Part One: This part of the tour will probably take you a couple of hours and there are many places on Queen St. W. if you want to stop for something to eat. Or you can even take a short detour into Kensington Market for a churro, especially if you have read Bellevue Square by Michael Redhill and my tour blog based on his book.
Continue walking east on Bremner and turn left onto Lower Simcoe St. Continue to walk north to Front St. and turn right. Walk along Front going east until you reach University Ave. (1 block). Cross to your left and walk north on University Ave. Note across University on Front is the famous Fairmont Royal York and Union Station, the transit hub for Via, GO, and the TTC.
Walk north on University to the Osgood Subway station at Queen St. West (~500 m). Tony exits the subway here and walks west along Queen on her way to Toxique (p.28).
Turn left onto Queen St. West (heading west) and you will be walking Tony’s route to the restaurant for the friends' lunch. Note I couldn’t find a comic store, or a restaurant called Toxique. The Bamboo Club did exist until 2002 but is no longer there. It was at the same address as Lush Cosmetics. The Queen Mother Café is still there. I haven’t eaten at it since the late 1990s but it was very good back then.
After lunch Tony continues west on Queen until she reaches Spadina. Here she turns right heading north to go home.
Tony walks north on Spadina mentioning many sights ‘walking past China town, Jewish delicatessens, Portuguese and West Indian shops of Kensington Market’ (p. 39).
Having followed Tony’s route, turn right on Baldwin St and walk to Huron St. and turn left onto Huron St. for a brief diversion into Roz’s childhood. She grew up in a boarding house her mother ran on Huron St. 123 Huron St was a boarding home until the 1960s and could perhaps be the house Atwood modeled Roz’s childhood home after.
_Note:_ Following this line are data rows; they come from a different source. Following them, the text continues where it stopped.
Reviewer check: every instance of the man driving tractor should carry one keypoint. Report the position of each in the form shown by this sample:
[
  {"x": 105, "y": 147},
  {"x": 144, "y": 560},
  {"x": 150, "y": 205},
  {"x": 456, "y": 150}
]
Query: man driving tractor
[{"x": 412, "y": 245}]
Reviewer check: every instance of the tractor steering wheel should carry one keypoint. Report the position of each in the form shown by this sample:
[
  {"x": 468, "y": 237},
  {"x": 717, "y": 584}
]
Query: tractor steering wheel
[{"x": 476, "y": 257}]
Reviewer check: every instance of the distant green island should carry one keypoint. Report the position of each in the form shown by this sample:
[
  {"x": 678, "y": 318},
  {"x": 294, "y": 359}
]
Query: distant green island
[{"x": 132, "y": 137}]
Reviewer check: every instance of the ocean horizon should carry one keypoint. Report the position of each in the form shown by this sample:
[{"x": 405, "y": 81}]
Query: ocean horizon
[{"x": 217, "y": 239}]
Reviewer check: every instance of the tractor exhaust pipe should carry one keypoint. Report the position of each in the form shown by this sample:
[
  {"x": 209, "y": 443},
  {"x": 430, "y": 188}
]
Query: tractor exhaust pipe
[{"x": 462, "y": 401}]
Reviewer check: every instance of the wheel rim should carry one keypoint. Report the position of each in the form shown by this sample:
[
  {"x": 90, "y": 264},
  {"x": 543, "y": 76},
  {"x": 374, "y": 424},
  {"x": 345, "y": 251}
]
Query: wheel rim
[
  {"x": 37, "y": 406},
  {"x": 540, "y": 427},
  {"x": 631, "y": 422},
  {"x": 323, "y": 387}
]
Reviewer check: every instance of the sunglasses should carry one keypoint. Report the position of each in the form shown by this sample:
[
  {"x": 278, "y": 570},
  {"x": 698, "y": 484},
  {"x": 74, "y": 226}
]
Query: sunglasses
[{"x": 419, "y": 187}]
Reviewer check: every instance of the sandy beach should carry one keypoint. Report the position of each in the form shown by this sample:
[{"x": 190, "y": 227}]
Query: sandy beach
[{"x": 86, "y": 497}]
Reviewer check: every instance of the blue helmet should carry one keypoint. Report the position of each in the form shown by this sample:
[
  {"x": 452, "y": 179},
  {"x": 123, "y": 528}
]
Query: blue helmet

Possibly Roz’s mother's boarding house and the street Roz knew as a child.
Continue north past the boarding house and turn left onto Cecil St. heading back to Spadina. At Cecil and Spadina is Grossman’s Tavern that Tony mentions passing on her walk home.
Turn right (north) on Spadina and on your left across the street you will see the Scott Street Mission that Tony walks past.
At Harbord St., about 1 km north, turn right and walk east. It will change into Hoskin Ave. At 6 Hoskin Ave. is Trinity College which could be one of many buildings on the University of Toronto Campus that McClung Hall is based on.
After looking at Trinity College turn back on Hoskin and at the west side of the Trinity College Church turn right and head north on the little street there. Winding your way left and right onto Devonshire Place.
Walk north on Devonshire to Bloor St. and turn right.
Cross over Bloor and turn left onto Bedford St. If you walk along Bedford you will see many turreted houses. Any one of which could be the house that inspired Tony’s turreted home.
This is the end of this part of the tour.
Part two: take the ferry from Jack Layton’s Ferry Terminal to Ward’s Island (this is the link to the ferry schedule and costs). Wander around the island looking at the houses that Charis might have lived in. From many of these houses you can see the Toronto skyline as Charis describes it. You can also watch the ferry pull away and imagine Billy and Zenia leaving Charis behind. The island definitely gives the perspective of Charis’ personality in the book. It has the feel of an artistic, close knit, eccentric community. Pay attention to the modes of transportation, it is not at all like main land Toronto.
Make sure you spend some time exploring the beaches as well, though that has nothing to do with the story. There are also other things to do on the islands and here is a link of places to visit or walk around.
Hope you enjoy this tour and I look forward to your comments.